Global hiring platform Indeed reveals that more than 1 in 2 employers in the UK believe AI and automation will be the primary drivers of workforce skill changes in the coming years, with 52% anticipating at least a modest shift in the capabilities required.
As businesses continue to adopt AI-based solutions, its presence in day-to-day operations is rapidly expanding. In fact, one in six UK companies now uses AI daily to solve business problems, reflecting how embedded the technology has become across sectors. This growing integration is already delivering tangible benefits: Indeed’s AI adoption data finds that 77% of UK workers who regularly use AI report saving at least an hour a day, with many saving three or more.
While there is a clear opportunity to further integrate AI into workflows, Indeed’s Smarter Hiring report finds that time and responsibility for AI upskilling and reskilling are not being clearly allocated. As a result, organisations risk fragmented adoption, limiting returns and preventing AI from being fully embedded into core operations.
Time Constraints Create A Real Barrier For Upskilling
When asked about the biggest challenges to AI upskilling, both employees (33%) and employers (40%) cited time as the primary barrier, followed by the cost of reskilling or upskilling. Existing workloads and daily responsibilities limit employees’ capacity to develop new AI skills, slowing progress across organisations.
Investing in effective AI upskilling is crucial, as it often requires shifting routine tasks and workflows. Employees face a learning curve as they integrate AI into established processes, taking time to understand where it adds value while maintaining quality standards. At the same time, organisations must clarify who is responsible for leading these changes and supporting upskilling efforts.
Determining Responsibility for Employee Upskilling
A disconnect between employers and employees over who is responsible for upskilling is creating challenges for training and technology planning. More than half of jobseekers (56%) feel they are accountable for developing their own skills, while the same proportion of employers (56%) place responsibility with senior leadership.
With almost half of UK employers (48%) advocating on-the-job training, mentorship, or rotational programs to upskill, the lack of clear ownership risks inconsistent AI learning. Employees may feel accountable for using AI effectively, even though senior leaders control the tools and workflows, leaving guidance and direction unclear.
Senior Strategic Advisor at Indeed, Matt Burney, comments:
“It is clear that employers want to move quickly on AI. However, there is often a gap between ambition and operating reality.
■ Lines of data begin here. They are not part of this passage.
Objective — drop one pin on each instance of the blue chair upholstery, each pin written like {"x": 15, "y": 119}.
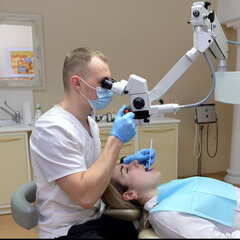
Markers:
{"x": 23, "y": 211}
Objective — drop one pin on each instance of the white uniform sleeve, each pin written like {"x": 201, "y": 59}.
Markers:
{"x": 57, "y": 152}
{"x": 182, "y": 225}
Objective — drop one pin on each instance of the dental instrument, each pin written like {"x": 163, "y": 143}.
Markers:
{"x": 149, "y": 161}
{"x": 207, "y": 35}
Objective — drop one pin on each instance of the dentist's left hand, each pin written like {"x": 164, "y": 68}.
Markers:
{"x": 142, "y": 157}
{"x": 124, "y": 126}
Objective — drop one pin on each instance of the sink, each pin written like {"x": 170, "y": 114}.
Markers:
{"x": 6, "y": 123}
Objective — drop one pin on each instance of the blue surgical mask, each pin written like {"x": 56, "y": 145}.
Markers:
{"x": 104, "y": 97}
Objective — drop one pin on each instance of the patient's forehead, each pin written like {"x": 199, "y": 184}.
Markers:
{"x": 117, "y": 171}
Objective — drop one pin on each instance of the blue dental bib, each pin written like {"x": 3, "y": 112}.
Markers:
{"x": 205, "y": 197}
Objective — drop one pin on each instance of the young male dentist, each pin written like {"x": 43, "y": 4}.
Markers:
{"x": 70, "y": 170}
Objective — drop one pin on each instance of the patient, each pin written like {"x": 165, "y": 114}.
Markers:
{"x": 196, "y": 207}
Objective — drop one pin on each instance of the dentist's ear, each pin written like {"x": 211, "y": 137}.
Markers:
{"x": 128, "y": 196}
{"x": 75, "y": 82}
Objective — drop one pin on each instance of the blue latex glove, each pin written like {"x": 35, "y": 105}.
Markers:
{"x": 142, "y": 157}
{"x": 124, "y": 126}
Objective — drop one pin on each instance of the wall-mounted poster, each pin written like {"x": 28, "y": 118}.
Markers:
{"x": 20, "y": 62}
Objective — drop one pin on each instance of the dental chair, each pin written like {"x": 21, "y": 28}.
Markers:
{"x": 25, "y": 213}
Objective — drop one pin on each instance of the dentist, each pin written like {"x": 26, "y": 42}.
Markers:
{"x": 70, "y": 170}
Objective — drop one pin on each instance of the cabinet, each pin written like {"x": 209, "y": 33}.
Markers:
{"x": 15, "y": 166}
{"x": 164, "y": 133}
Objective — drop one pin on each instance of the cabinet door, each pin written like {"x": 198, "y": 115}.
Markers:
{"x": 165, "y": 145}
{"x": 127, "y": 149}
{"x": 14, "y": 166}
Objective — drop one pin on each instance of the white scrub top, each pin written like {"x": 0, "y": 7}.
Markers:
{"x": 61, "y": 146}
{"x": 170, "y": 224}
Organisations are investing in new systems, yet they do not always allocate meaningful time for adoption or clearly define who is responsible for driving change.
AI upskilling requires space. It is difficult to embed effectively when treated as an add-on to existing workloads. Structured collaboration and protected time are needed to rethink workflows. There is no quick fix. When implementation is layered onto already stretched teams, the impact is rarely acceleration. It is friction.
The real work lies in identifying where AI genuinely drives efficiency, how workflows should evolve, and where its limitations sit. Productivity gains come from redesigning work, not simply introducing tools.”